その声の主を目にしたラスプーチンは、明らかな動揺を見せている。


「あ、貴方は、、、な、何故このような場所に、、、?」


(チッ!もう少しのところで、、、)

有働が内心舌を打つ。

せっかくミミックに秘められた身体の謎の一端を、饒舌となったラスプーチンの口から聞き出せそうだったのに、、、と。
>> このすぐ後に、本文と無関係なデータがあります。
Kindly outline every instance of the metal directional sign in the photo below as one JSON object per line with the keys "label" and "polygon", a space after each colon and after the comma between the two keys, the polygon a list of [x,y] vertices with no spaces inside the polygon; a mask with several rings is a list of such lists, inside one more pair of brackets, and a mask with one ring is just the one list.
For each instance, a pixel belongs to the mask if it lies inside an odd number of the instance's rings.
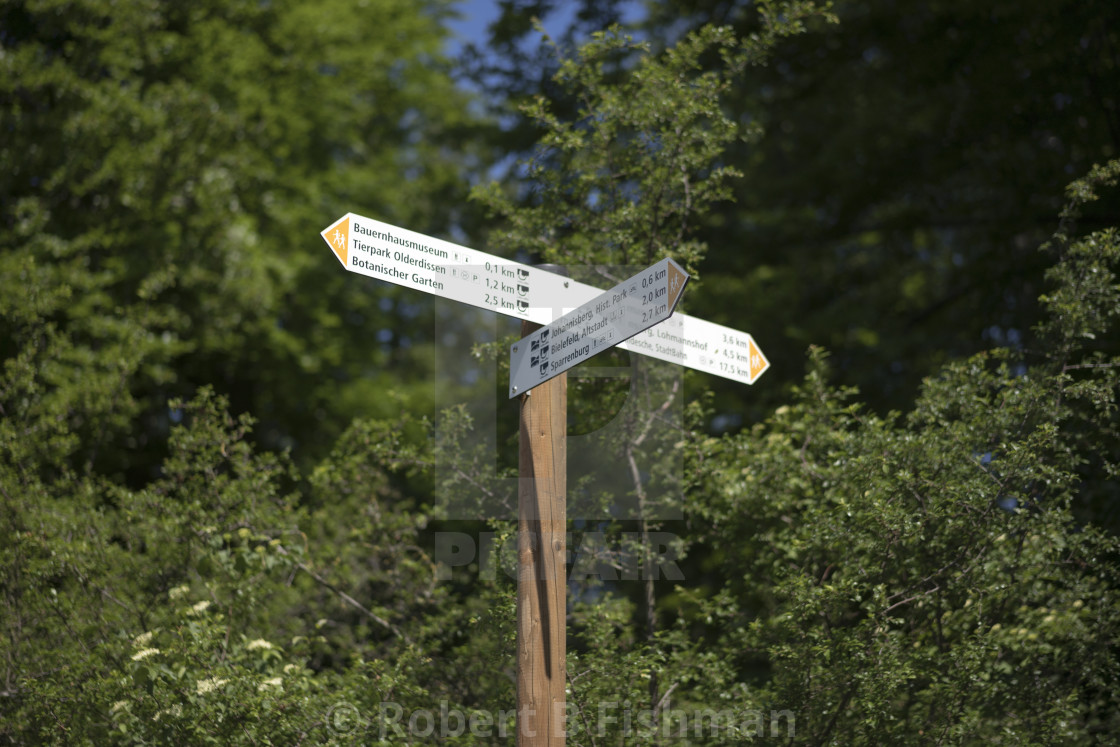
{"label": "metal directional sign", "polygon": [[[529,264],[354,213],[320,235],[351,272],[536,324],[550,324],[603,293]],[[744,384],[755,383],[769,367],[747,333],[683,314],[673,314],[618,347]]]}
{"label": "metal directional sign", "polygon": [[668,319],[689,280],[665,258],[510,347],[510,396]]}

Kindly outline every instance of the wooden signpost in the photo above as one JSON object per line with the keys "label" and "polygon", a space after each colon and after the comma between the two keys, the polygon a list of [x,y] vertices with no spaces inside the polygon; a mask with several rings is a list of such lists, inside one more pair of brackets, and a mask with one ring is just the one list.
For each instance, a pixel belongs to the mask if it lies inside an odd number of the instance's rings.
{"label": "wooden signpost", "polygon": [[[674,311],[689,276],[668,258],[601,291],[353,213],[320,235],[351,272],[522,319],[522,339],[510,348],[510,396],[521,398],[516,744],[562,747],[566,372],[615,346],[747,384],[769,362],[750,335]],[[572,310],[554,319],[561,308]]]}

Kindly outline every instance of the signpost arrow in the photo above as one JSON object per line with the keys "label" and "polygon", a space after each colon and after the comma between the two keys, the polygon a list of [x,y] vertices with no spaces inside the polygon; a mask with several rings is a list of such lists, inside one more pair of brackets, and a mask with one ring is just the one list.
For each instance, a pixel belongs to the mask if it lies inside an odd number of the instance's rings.
{"label": "signpost arrow", "polygon": [[510,347],[510,398],[668,319],[689,274],[665,258]]}
{"label": "signpost arrow", "polygon": [[[521,401],[516,741],[519,747],[563,747],[564,372],[616,345],[747,384],[769,362],[750,335],[673,312],[689,276],[668,258],[603,292],[353,213],[321,235],[351,272],[522,319],[524,337],[510,354],[510,396],[540,389]],[[571,305],[575,310],[553,321],[556,309]],[[548,326],[531,332],[533,325]]]}
{"label": "signpost arrow", "polygon": [[[517,319],[547,325],[603,291],[494,254],[426,236],[354,213],[321,234],[351,272],[432,293]],[[618,347],[744,384],[769,367],[754,337],[673,314]]]}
現れた男はそれを見透かした様に、有働だけを見つめながら言う。


「ラスプーチンよ、、、お前は少しお喋りが過ぎる」


慌ててラスプーチンが頭を下げた。

そして室田達は現れたその男を知っていた。


「お、お主は、、、JJっ!!」

思わずもらした室田へと頭を下げたJJ。


「これはお見苦しい所を、、、画面越しでは顔を合わせてますが、直接お会いするのは初めてですね。いかにも私がD様の腹心にして、キャトル・マジョルドム(四執事)を束ねているJJでございます。しかし今はそんな事よりも、早々に地下を目指すのが賢明かと、、、」


「どういう意味じゃ?」


「今回のゲーム、このシベリアステージは時間制限がございます故、、、

皆様に与えられた時間は1時間。

その1時間の間に最下層である地下2Fを目指して頂く。そこで待つ者と会い、そこで待つ問題を解決すればステージクリアとなります」


「もし、、、時間をオーバーしたならどうなる?」

探るような室田に微笑み返したJJ。


「下で待つ者には、ある薬を投与しております。その薬の作用で、1時間後にその者の心臓は停止する、、、その時点でゲームオーバーとなり、D様が公約を決行するまでの事」


「その者とは?解決すべき問題とは何んじゃ?」

更に問う室田に、微笑んだままでJJが答える。


「行けば判ります、、、さあ、お急ぎになられては?既に時計の針は進み始めている」


「こいつの言う通りだ爺さん、とりあえず行くしかねぇ」


有働に促され、苦々しい表情で踵を返した室田。

その室田に視線だけで指示され、ニコライと楓が目の前の大きな扉を開く。

あちこち割れて、なんの絵かすら判らなくなったステンドグラスを見上げ、室田がパンパンと己の頬を叩いた。


「よっしゃっ!行くぞいっ!!」

気合いを入れて扉を潜った室田に一行も続く。

固い表情で歩みを進め始めた背後で、軋む様な轟音と共にその扉は閉ざされた。